Here's an example of "checked" sum over a span of integers that uses platform-specific vector width:
https://github.com/dotnet/runtime/blob/main/src/libraries/Sy...
Other examples:
CRC64 https://github.com/dotnet/runtime/blob/main/src/libraries/Sy...
Hamming distance https://github.com/dotnet/runtime/blob/main/src/libraries/Sy...
Default syntax is a bit ugly in my opinion, but it can be significantly improved with helper methods like here where the code is a port of simdutf's UTF-8 code point counting: https://github.com/U8String/U8String/blob/main/Sources/U8Str...
There are more advanced scenarios.
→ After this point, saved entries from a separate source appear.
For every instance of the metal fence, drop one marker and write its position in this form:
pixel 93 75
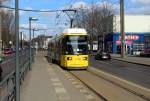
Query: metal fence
pixel 7 83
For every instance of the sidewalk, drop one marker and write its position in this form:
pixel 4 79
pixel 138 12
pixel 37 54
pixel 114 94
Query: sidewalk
pixel 132 59
pixel 48 82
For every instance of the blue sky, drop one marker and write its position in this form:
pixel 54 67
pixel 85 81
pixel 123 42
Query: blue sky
pixel 48 20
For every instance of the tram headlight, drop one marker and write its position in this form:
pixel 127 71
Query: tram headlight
pixel 85 58
pixel 69 58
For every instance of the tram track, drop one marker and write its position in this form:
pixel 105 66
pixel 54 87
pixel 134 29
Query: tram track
pixel 98 94
pixel 102 96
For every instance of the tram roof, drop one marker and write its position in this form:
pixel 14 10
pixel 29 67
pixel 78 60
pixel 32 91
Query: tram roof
pixel 74 31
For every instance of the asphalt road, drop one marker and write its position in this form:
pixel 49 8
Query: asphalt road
pixel 132 72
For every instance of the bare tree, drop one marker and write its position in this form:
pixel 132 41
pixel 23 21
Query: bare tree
pixel 8 32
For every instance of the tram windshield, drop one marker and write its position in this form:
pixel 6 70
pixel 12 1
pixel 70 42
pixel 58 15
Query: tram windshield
pixel 76 45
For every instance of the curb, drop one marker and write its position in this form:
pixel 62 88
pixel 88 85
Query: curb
pixel 130 62
pixel 129 86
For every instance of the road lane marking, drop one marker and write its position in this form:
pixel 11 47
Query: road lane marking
pixel 60 90
pixel 55 80
pixel 57 84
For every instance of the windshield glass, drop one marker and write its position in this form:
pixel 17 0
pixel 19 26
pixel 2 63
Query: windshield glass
pixel 76 45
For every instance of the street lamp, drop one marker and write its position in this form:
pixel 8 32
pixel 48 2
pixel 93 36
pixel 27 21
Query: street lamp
pixel 122 28
pixel 33 37
pixel 30 20
pixel 17 70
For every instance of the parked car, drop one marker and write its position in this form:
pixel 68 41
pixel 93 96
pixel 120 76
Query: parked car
pixel 102 55
pixel 8 51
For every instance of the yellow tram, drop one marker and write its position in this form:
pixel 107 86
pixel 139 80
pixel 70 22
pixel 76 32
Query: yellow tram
pixel 70 49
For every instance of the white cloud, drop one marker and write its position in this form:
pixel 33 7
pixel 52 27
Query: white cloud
pixel 34 25
pixel 141 2
pixel 139 7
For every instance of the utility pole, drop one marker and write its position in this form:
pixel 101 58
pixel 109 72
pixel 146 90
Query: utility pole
pixel 71 17
pixel 17 71
pixel 122 28
pixel 0 29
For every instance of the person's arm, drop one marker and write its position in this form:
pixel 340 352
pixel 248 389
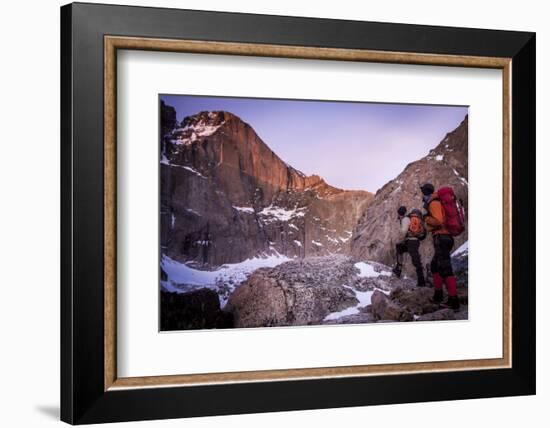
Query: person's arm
pixel 404 228
pixel 436 215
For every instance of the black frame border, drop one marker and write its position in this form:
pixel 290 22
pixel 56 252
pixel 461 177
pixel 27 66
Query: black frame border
pixel 83 399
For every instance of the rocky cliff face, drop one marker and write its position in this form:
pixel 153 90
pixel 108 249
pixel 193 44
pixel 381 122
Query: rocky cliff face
pixel 376 233
pixel 226 196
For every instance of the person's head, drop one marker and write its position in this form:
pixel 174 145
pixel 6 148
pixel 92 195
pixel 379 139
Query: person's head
pixel 427 189
pixel 401 211
pixel 416 212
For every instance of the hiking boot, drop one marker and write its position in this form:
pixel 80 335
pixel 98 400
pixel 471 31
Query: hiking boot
pixel 397 271
pixel 453 303
pixel 438 295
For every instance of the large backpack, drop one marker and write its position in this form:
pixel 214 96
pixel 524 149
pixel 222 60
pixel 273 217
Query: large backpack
pixel 454 212
pixel 416 225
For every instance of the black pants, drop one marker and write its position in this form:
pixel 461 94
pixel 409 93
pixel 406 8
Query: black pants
pixel 441 262
pixel 411 246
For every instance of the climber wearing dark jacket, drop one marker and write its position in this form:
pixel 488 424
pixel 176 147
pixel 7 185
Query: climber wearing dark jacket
pixel 408 243
pixel 441 267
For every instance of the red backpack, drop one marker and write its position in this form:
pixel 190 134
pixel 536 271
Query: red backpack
pixel 454 212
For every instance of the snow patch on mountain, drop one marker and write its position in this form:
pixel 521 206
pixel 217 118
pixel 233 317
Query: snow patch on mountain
pixel 182 278
pixel 273 213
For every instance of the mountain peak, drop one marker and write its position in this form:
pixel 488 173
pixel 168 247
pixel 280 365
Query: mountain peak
pixel 198 126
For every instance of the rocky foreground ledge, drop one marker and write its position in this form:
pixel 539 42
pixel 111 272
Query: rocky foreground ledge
pixel 311 291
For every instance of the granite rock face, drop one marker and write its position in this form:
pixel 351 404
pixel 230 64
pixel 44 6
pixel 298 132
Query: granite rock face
pixel 299 292
pixel 226 196
pixel 198 309
pixel 376 233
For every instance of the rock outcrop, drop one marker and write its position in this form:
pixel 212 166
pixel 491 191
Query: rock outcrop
pixel 198 309
pixel 226 196
pixel 300 292
pixel 376 233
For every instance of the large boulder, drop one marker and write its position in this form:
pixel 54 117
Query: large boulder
pixel 298 292
pixel 198 309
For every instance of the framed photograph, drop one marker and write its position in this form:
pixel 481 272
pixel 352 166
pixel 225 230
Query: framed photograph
pixel 266 213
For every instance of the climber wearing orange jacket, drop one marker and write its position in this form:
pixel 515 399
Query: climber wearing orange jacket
pixel 441 267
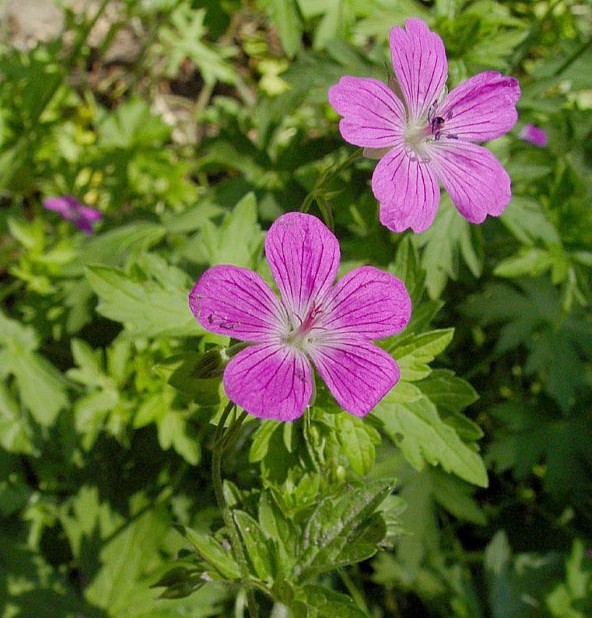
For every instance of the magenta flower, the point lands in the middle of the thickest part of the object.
(428, 135)
(330, 325)
(535, 135)
(72, 210)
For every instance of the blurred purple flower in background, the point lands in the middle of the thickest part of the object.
(535, 135)
(423, 135)
(72, 210)
(315, 321)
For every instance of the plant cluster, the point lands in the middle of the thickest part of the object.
(405, 427)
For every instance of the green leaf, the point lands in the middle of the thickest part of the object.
(184, 38)
(261, 439)
(573, 598)
(325, 603)
(41, 387)
(533, 316)
(116, 246)
(450, 237)
(423, 437)
(15, 433)
(131, 126)
(285, 16)
(358, 440)
(238, 239)
(212, 552)
(256, 544)
(413, 353)
(156, 305)
(526, 220)
(279, 530)
(344, 529)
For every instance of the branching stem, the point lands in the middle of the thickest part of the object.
(223, 439)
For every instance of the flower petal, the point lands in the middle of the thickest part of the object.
(475, 180)
(535, 135)
(304, 259)
(367, 302)
(407, 189)
(90, 214)
(358, 373)
(419, 60)
(373, 117)
(237, 302)
(270, 381)
(481, 108)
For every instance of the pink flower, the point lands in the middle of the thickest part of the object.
(535, 135)
(428, 135)
(330, 325)
(72, 210)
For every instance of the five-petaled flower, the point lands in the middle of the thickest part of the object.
(72, 210)
(428, 136)
(315, 321)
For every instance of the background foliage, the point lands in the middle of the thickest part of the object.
(192, 124)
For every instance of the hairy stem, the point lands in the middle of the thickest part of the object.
(326, 177)
(223, 439)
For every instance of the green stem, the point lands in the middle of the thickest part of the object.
(28, 135)
(327, 176)
(222, 441)
(573, 57)
(353, 590)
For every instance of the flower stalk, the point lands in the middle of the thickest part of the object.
(222, 440)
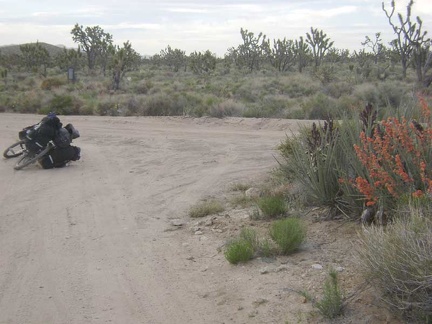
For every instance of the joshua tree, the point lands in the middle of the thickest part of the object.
(319, 43)
(93, 41)
(302, 53)
(411, 41)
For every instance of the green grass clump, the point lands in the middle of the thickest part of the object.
(239, 250)
(206, 208)
(397, 260)
(272, 206)
(330, 305)
(289, 234)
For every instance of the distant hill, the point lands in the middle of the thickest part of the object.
(15, 49)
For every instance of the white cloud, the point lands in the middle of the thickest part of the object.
(200, 25)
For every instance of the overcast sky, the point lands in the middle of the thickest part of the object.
(200, 25)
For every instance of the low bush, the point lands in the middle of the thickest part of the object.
(398, 261)
(51, 83)
(239, 250)
(289, 234)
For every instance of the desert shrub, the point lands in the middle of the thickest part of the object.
(107, 107)
(87, 108)
(318, 158)
(338, 89)
(288, 233)
(142, 86)
(272, 206)
(62, 105)
(321, 106)
(250, 90)
(239, 250)
(397, 260)
(250, 235)
(51, 83)
(367, 93)
(331, 303)
(227, 107)
(27, 102)
(299, 85)
(205, 208)
(161, 104)
(392, 94)
(396, 155)
(274, 106)
(326, 73)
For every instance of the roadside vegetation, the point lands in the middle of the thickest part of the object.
(367, 158)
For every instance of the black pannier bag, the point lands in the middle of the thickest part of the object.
(58, 157)
(40, 134)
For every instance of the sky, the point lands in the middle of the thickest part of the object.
(194, 25)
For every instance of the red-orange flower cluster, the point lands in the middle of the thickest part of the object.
(396, 159)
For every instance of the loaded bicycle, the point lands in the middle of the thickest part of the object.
(47, 143)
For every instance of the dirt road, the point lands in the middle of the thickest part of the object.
(95, 243)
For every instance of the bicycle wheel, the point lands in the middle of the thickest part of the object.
(14, 150)
(28, 159)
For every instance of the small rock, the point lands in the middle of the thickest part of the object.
(177, 222)
(252, 193)
(281, 268)
(259, 302)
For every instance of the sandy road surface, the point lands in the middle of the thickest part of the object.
(93, 242)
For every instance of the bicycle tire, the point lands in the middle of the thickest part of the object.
(30, 159)
(11, 153)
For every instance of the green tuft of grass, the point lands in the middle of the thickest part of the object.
(209, 207)
(289, 234)
(330, 305)
(239, 250)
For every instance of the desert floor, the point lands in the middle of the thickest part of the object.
(108, 238)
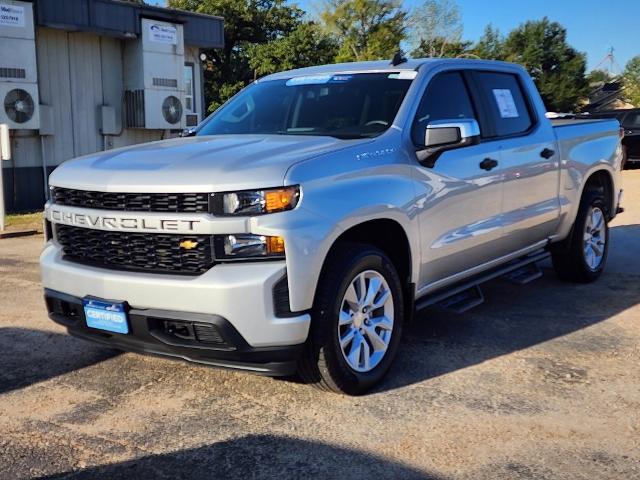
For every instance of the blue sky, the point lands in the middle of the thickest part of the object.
(593, 26)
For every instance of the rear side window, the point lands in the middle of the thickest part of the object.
(632, 120)
(506, 103)
(446, 98)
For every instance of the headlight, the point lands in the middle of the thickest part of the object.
(255, 202)
(247, 246)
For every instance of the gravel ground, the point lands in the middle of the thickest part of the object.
(540, 382)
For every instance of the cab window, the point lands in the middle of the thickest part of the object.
(506, 103)
(446, 98)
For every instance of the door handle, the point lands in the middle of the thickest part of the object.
(547, 153)
(488, 164)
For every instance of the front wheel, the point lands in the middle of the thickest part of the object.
(584, 256)
(356, 321)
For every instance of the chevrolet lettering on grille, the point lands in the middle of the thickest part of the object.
(116, 222)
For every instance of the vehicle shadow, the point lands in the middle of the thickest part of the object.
(513, 318)
(31, 356)
(254, 456)
(624, 254)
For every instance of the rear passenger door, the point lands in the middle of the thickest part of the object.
(530, 205)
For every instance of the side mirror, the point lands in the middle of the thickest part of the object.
(443, 135)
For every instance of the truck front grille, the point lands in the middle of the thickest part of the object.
(133, 202)
(145, 252)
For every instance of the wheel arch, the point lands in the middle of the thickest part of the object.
(392, 238)
(602, 179)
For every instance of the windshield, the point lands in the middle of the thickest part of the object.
(342, 106)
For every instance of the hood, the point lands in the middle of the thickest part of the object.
(194, 164)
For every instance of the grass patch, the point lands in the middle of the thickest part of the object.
(24, 221)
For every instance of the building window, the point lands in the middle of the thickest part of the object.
(189, 88)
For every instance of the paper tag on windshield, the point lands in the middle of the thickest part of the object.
(505, 102)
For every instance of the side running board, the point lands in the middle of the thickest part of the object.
(466, 295)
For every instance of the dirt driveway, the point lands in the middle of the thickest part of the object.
(540, 382)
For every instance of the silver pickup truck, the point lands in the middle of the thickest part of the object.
(315, 211)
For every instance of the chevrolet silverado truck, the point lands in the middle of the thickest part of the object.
(316, 210)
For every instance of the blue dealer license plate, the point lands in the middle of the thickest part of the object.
(103, 315)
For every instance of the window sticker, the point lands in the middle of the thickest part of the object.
(505, 102)
(11, 15)
(318, 80)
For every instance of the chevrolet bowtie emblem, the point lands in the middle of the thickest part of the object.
(188, 244)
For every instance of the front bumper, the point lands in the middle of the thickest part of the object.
(152, 331)
(243, 294)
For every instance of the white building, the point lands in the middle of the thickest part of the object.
(80, 76)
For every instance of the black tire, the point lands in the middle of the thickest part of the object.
(322, 363)
(568, 257)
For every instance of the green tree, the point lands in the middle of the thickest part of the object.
(490, 45)
(365, 29)
(437, 27)
(246, 22)
(631, 81)
(306, 46)
(556, 67)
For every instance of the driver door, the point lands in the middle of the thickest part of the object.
(459, 203)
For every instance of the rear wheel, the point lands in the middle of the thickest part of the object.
(356, 321)
(583, 256)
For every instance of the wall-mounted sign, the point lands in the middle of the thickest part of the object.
(11, 15)
(163, 33)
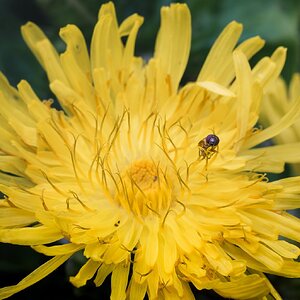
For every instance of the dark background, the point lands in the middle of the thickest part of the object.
(277, 21)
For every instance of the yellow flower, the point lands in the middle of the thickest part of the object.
(158, 184)
(277, 101)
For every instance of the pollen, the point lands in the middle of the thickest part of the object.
(144, 173)
(145, 189)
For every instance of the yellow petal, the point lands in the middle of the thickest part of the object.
(76, 45)
(149, 242)
(10, 216)
(37, 275)
(219, 58)
(286, 153)
(119, 279)
(137, 290)
(85, 273)
(172, 46)
(106, 45)
(30, 236)
(244, 288)
(287, 120)
(102, 273)
(216, 88)
(58, 249)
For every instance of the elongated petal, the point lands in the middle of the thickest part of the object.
(30, 236)
(119, 279)
(58, 249)
(37, 275)
(86, 272)
(287, 120)
(173, 42)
Bepuphysics2 engine heavily leverages SIMD to perform as fast as PhysX's CPU back-end: https://github.com/bepu/bepuphysics2/blob/master/BepuPhysics...
Note that practically none of these need to reach out to platform-specific intrinsics (except for replacing movemask emulation with efficient ARM64 alternative) and use the same path for all platforms, varied by vector width rather than specific ISA.
There are no private SIMD APIs save for sequence comparison intrisic for unrolling against known lengths which JIT/ILC does for spans and strings.
You also noted the lack of ability to express numeric properties of T within generic context. This was indeed true, and this limitation was eventually addressed by generic math feature. There are INumber<T>, IBinaryInteger<T> and others to constrain the T on, which bring the comparison operators you were looking for.
In general, the knowledge around vectorized code has substantially improved within the community, and it is used quite more liberally nowadays by those who are aware of it.